Vous pouvez m'insulter, hurler, pleurer, me supplier, tenter de me corrompre par tous les moyens... rien n'y fera, la liste est maintenant close, si l'un de vos albums favoris de la décennie n'est pas sélectionné ici, il ne le sera pas plus tard (sauf pour les albums de 2009... là, ce sera simple, je garderai les 10 meilleurs albums du classement des blogueurs de l'année). Et si ça peut vous rassurer, je suis le premier à me flageller pour n'avoir pas pris quelques-uns de mes albums préférés (oui, je suis un grand malade).
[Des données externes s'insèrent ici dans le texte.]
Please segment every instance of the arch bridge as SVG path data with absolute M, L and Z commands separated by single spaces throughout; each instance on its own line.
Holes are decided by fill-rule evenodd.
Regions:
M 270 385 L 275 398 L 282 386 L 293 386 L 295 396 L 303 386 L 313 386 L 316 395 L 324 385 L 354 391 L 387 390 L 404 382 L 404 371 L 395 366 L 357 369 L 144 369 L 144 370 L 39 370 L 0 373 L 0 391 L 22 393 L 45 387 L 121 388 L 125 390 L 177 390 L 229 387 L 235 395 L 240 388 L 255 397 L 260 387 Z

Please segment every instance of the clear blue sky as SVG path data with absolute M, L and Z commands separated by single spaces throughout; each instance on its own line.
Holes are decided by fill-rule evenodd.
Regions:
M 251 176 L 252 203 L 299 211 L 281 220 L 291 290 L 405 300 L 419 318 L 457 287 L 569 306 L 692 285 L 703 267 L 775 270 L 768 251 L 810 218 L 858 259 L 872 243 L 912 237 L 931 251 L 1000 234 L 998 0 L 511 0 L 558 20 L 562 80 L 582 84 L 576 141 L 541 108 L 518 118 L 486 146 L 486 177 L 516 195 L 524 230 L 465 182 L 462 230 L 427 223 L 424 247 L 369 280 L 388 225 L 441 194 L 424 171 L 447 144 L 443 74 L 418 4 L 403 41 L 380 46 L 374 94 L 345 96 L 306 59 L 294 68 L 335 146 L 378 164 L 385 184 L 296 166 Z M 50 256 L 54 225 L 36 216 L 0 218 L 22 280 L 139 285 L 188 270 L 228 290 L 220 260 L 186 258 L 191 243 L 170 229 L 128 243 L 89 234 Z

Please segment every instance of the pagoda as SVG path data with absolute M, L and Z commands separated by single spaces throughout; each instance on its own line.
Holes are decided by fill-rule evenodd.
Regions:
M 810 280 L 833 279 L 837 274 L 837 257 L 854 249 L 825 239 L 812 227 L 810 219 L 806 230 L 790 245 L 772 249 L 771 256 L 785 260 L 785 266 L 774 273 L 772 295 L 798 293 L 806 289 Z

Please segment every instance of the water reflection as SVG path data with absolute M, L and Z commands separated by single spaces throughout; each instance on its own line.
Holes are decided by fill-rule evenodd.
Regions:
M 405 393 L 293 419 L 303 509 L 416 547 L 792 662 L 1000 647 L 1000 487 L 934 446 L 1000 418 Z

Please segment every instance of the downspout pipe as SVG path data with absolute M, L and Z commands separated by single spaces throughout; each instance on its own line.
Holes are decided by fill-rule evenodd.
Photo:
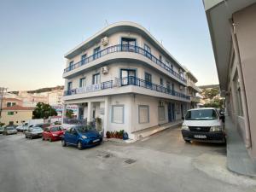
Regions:
M 251 131 L 250 131 L 250 124 L 249 124 L 247 102 L 247 97 L 245 92 L 245 85 L 243 81 L 241 61 L 237 36 L 236 32 L 236 24 L 233 22 L 233 20 L 230 20 L 230 31 L 231 31 L 234 51 L 238 58 L 237 72 L 238 72 L 238 76 L 240 78 L 239 80 L 241 82 L 240 84 L 241 99 L 241 105 L 242 105 L 242 110 L 243 110 L 244 120 L 245 120 L 245 130 L 246 130 L 246 148 L 250 148 L 252 147 L 252 137 L 251 137 Z

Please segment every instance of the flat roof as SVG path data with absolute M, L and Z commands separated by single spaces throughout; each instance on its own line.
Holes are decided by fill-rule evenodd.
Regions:
M 104 37 L 108 37 L 111 34 L 113 34 L 117 32 L 122 31 L 129 31 L 131 32 L 137 32 L 145 38 L 146 40 L 149 41 L 153 46 L 161 51 L 161 54 L 166 57 L 170 61 L 174 61 L 177 65 L 179 66 L 183 71 L 185 71 L 184 67 L 169 53 L 167 49 L 164 48 L 164 46 L 158 42 L 158 40 L 154 38 L 150 32 L 146 30 L 143 26 L 131 21 L 120 21 L 111 24 L 102 30 L 96 32 L 92 37 L 89 38 L 87 40 L 79 44 L 78 46 L 68 51 L 65 54 L 65 58 L 72 59 L 75 55 L 80 54 L 83 50 L 87 49 L 88 48 L 93 46 L 96 43 L 99 43 L 101 39 Z

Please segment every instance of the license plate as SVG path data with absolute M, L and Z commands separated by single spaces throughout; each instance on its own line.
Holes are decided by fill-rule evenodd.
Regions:
M 205 136 L 205 135 L 195 135 L 194 137 L 195 138 L 207 138 L 207 136 Z

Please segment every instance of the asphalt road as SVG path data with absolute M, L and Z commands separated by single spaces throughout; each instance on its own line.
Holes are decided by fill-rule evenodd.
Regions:
M 228 172 L 224 160 L 225 146 L 186 144 L 178 129 L 82 151 L 0 135 L 0 192 L 256 191 L 255 180 Z

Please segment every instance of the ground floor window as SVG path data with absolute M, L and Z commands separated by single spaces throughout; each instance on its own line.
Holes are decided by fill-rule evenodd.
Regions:
M 159 120 L 165 120 L 166 119 L 165 106 L 159 106 L 158 107 L 158 119 Z
M 13 111 L 9 111 L 9 112 L 7 112 L 7 114 L 8 114 L 8 115 L 14 115 L 14 114 L 15 114 L 15 112 L 13 112 Z
M 149 123 L 149 107 L 148 105 L 138 106 L 138 119 L 140 124 Z
M 123 124 L 124 123 L 124 105 L 112 106 L 112 123 Z

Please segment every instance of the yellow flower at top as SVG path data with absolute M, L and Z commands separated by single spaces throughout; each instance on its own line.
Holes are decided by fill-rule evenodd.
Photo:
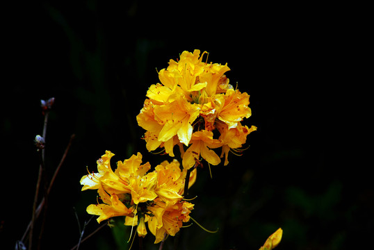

Les 24 albums imposés par les blogueurs pour les "BAD." :

Venus -
The Red Room
Cat Power - You are Free
Spiritualized - Let it Come Down
The Libertines -
The Libertines
Marissa Nadler -
Ballads of Living and Dying
Eels - Electro-Shock Blues
TOOL -
Lateralus
Tricky - Vulnerable
Modest Mouse - The Moon and Antartica
Secret Chiefs 3 - Book M
The Fierry Furnaces - The Blueberry Boat
Clap Your Hands say Yeah - Clap Your Hands say Yeah
The Unicorns - Who Will Cut Our Hair When We're Gone?
Devandra Banhart - Cripple Crow
Why ? - Alopecia
Bed - The Newton Plum
Sparklehorse - It's a Wonderful Life
Tom Ze - Jogos de Armar 
Oxbow - The Narcotic Story
At the Drive-In - Relationship of Command
Electrelane - The Power Out
The Dirty Projectors - The Glad Fact
Le Peuple de l'Herbe - Cube
Bonnie Prince Billy - Master and Everyone

Plus trois albums indispensables que j'avais bêtement oublié :
Noir Désir - Des Visages, des Figures
16 Horsepower - Secret South
Mos Def - The New Danger

J'ai ensuite retenu tous les albums qui ont eu au moins 4 votes (certains m'ont un peu surpris, je dois l'avouer), ils sont 20 :

Beirut - Gulag Orkestar 7 votes
Eels - Blinking Lights and other revelations  6
Franz Ferdinand - It could have been so much better 6
Matt Elliott – Drinking Songs  6
Calexico - Feast of Wire
6
System Of A Down - Toxicity 5
Air - 10000 Hz legend 5
Espers - II  5
Sufjan Stevens - Seven Swans 5
The White Stripes - Icky Thump 5
Yeah Yeah Yeahs - Fever To Tell 5
Thom Yorke - The Eraser 4
Sigur Ros - ( ) 4
Beck - Sea Change 4
Matt Elliott - Failing Songs 4
Gorillaz - Gorillaz 4
Gravenhurst - The Western Land   4
Jack the Ripper - Ladies First 4
LCD Soundsystem - Sound of Silver 4
Tricky - Blowback  4

En tout, cela fait 177 albums (avec les sélectionnés d'office)...
Je n'ai quasiment rien retenu de vos propositions, puisqu'aucun album n'a été vraiment "plébiscité", seuls deux ont été cités au moins trois fois :

Mercury Rev - All is Dream
Lift To Experience - The Texas Jerusalem Crossroads

A ces deux-là, j'ajoute 3 albums qu'on m'a convaincu d'intégrer :

Rancid - R.A.N.C.I.D
Blonde Redhead - Melody of Certain Damaged Lemons
Devandra Banhart - Rejoicing in the Hands

N'ayant pas voté pour les sélections, je me suis réservé le droit de sauver quelques albums qui, à mon sens, méritent tout de même d'être présents :  

Haiku d'Etat - Coup de Theatre 
Jay-Z - The Black Album  
The Last Shadow Puppets - 
The Age Of The Understatement 
Secret Chiefs 3 - Xaphan The Book of Angels Vol.9 
Buck 65 - Talkin' Honky Blues 
DJ Shadow - The Private Press
Grails - Burning Off Impurities 
Sébastien Tellier - L'Incroyable Vérité
Fuck Buttons - Street Horrrsing 
The Gossip - Standing in the way 
Robert Wyatt - Comicopera

On en est donc à 193 albums... ce qui est déjà énorme. Et beaucoup trop. A moins que vous ne souhaitiez que ces "B.A.D." s'étalent sur plusieurs années. Ce qui ne serait pas raisonnable, convenons-en... Il va donc falloir trancher et virer un certain nombre d'albums.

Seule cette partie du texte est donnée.